As set out above, section 32(1)(b) LA 1980 holds that, where a fact relevant to the claimant’s claim has been deliberately concealed, the limitation period will not begin to run until the claimant has discovered, or could with reasonable diligence have discovered, the concealment. Mr Dixon claimed that three relevant facts had been deliberately concealed, and that he had brought his action within six years of his discovery of those facts (which he could not, with reasonable diligence, have discovered any earlier).
The three relevant facts alleged by Mr Dixon were, in summary:
- Mr Dixon gained possession of a letter which allegedly documented the moratorium agreed with Santander (the Moratorium Letter).
- Mr Dixon gained possession of the Spreadsheet.
- Mr Dixon was notified that Handelsbanken had placed Just Vans into administration prior to receipt of the Report, and was provided with the true reasons why Handelsbanken had placed Just Vans into administration (at least one of which, Mr Dixon alleged, was the provision to Handelsbanken by Santander of negligently inaccurate information).
In order to successfully defend the banks’ strike out application, Mr Dixon had to demonstrate that his claims regarding the concealed facts, and the operation of section 32(1)(b) LA 1980, were more than merely arguable.
The banks contended both that: (a) there was no real prospect of Mr Dixon establishing that any of the allegedly concealed facts were relevant to his cause of action; and (b) even if the facts were relevant, there was no real prospect of Mr Dixon successfully establishing they were not discovered or reasonably discoverable until the date on which Mr Dixon alleges the six-year limitation period began to run.
Relevance
In answering the first question, as to the relevance of the allegedly concealed facts, the court reiterated the well-established position that, in order to fall within section 32(1)(b) LA 1980, the facts that have been concealed must be “those which are essential for a claimant to prove in order to establish a prima facie case”. The test will not be met if the facts only make the claimant’s case stronger. The court emphasised the need to distinguish between concealed evidence on the one hand and concealed facts without which the claim is incomplete, on the other (as per Kimathi v FCO [2018] EWHC 1169 (QB)).
Discovery
In relation to the second question, regarding what is meant by “discovery” of the facts, the court relied upon the recent judgment in In Granville Technology Group Ltd v Infineon Technologies AG [2020] EWHC 415, which held that “a claimant can be said to have discovered a fact when the claimant is aware of sufficient material to be able to properly plead that fact”.
Application to the facts
In relation to the breach of contract and negligent misstatement claims brought against Santander, the court held that Mr Dixon had the facts that were essential for the claims to be brought more than six years before the claims were in fact brought, even if he lacked the evidence itself:
- Even though Mr Dixon did not have the moratorium letter, the moratorium had been referred to by Mr Dixon in a witness statement in earlier proceedings and the fact of it was something he had always “asserted vigorously”.

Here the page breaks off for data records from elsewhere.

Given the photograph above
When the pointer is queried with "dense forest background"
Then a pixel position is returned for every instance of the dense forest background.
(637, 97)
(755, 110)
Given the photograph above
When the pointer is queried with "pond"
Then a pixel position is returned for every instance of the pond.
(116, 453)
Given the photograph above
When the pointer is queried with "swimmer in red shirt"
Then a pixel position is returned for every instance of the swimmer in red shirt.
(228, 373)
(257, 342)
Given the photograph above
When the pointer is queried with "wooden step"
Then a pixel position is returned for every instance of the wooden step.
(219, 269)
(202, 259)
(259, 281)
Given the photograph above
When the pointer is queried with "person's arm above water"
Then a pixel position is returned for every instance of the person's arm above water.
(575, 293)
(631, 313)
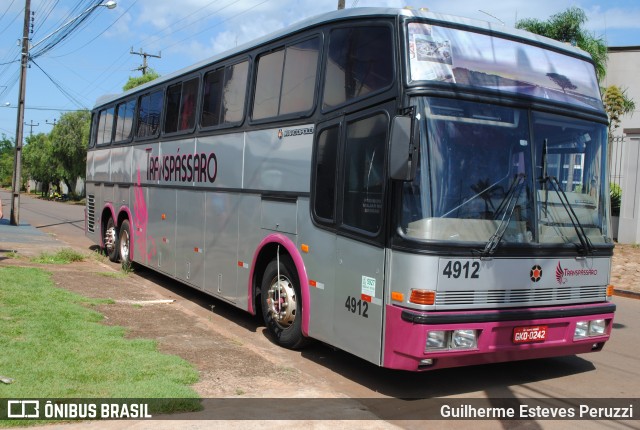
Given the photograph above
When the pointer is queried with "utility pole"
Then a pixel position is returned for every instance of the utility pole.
(144, 56)
(31, 125)
(17, 162)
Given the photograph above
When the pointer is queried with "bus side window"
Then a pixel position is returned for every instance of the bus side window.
(180, 112)
(149, 114)
(286, 80)
(124, 121)
(224, 93)
(364, 173)
(360, 62)
(105, 127)
(326, 162)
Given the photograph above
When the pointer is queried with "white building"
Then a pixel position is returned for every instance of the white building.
(623, 70)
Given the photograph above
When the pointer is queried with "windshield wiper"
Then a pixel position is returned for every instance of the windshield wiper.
(585, 243)
(510, 201)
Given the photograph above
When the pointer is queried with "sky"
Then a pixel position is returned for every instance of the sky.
(95, 59)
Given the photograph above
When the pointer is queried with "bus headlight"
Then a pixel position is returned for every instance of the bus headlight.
(596, 327)
(591, 328)
(441, 340)
(463, 339)
(437, 340)
(582, 328)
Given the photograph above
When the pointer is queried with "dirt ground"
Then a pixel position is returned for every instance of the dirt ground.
(230, 365)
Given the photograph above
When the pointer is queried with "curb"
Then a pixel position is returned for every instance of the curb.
(626, 293)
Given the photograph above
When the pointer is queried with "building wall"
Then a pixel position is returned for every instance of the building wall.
(623, 70)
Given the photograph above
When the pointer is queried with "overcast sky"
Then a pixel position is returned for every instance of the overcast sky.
(96, 58)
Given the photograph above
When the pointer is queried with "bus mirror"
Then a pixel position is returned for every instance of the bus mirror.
(403, 153)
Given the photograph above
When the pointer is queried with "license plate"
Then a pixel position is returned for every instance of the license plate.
(537, 333)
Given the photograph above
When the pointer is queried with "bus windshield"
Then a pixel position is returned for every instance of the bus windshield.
(493, 174)
(467, 59)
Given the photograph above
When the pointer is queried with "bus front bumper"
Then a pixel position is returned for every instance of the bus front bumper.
(499, 335)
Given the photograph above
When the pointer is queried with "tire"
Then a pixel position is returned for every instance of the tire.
(124, 243)
(282, 303)
(111, 239)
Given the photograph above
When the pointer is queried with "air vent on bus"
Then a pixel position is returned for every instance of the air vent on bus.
(91, 213)
(521, 297)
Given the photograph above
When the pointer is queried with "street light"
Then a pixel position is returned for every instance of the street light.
(24, 61)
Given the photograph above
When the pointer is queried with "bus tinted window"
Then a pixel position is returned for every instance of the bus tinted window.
(105, 127)
(224, 93)
(180, 113)
(265, 103)
(364, 173)
(286, 80)
(360, 62)
(299, 81)
(149, 114)
(325, 180)
(124, 121)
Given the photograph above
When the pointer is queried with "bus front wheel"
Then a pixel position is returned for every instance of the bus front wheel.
(282, 303)
(111, 241)
(124, 242)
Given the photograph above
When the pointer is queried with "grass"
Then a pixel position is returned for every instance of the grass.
(54, 346)
(63, 256)
(115, 275)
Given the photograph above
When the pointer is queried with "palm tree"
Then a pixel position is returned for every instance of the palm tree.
(568, 27)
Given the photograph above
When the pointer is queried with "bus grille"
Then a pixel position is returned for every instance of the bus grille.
(521, 297)
(91, 213)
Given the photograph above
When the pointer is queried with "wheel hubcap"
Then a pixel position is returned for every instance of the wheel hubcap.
(281, 302)
(110, 239)
(124, 246)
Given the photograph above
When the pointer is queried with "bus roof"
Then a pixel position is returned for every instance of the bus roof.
(344, 14)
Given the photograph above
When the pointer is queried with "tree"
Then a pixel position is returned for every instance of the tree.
(139, 80)
(38, 161)
(6, 161)
(617, 104)
(69, 139)
(568, 27)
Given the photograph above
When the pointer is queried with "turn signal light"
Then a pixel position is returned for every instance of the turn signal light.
(610, 289)
(423, 297)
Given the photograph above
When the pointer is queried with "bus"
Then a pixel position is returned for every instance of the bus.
(421, 191)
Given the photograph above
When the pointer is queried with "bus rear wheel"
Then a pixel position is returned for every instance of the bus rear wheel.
(111, 241)
(124, 243)
(282, 303)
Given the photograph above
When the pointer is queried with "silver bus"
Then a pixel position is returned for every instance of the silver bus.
(419, 190)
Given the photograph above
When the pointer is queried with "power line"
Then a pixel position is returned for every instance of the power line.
(59, 86)
(144, 56)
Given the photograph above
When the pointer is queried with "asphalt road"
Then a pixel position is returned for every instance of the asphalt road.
(611, 373)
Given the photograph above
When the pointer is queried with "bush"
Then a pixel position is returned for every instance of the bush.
(616, 198)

- Mr Dixon’s own evidence established that he was aware of the Spreadsheet since 2009, and both (a) the existence of the Spreadsheet; and (b) the effect the Spreadsheet had on the thinking of Handelsbanken, have been consistently asserted by Mr Dixon. It was immaterial therefore that Mr Dixon received the evidence in support of the allegation (i.e. the Spreadsheet itself) subsequently.
In relation to the claim against Handelsbanken, the court found that Mr Dixon’s claim for breach of contract was pleadable absent knowledge of the allegedly concealed fact. Indeed, Mr Dixon had in fact pleaded his claim against Handelsbanken in these proceedings without reference to that fact.
Ultimately, the court therefore held that there was no real prospect that Mr Dixon could establish that the allegedly concealed facts were essential to his claim (and therefore “relevant” for the purposes of section 32(1)(b) LA 1980). Accordingly, the claims were time-barred.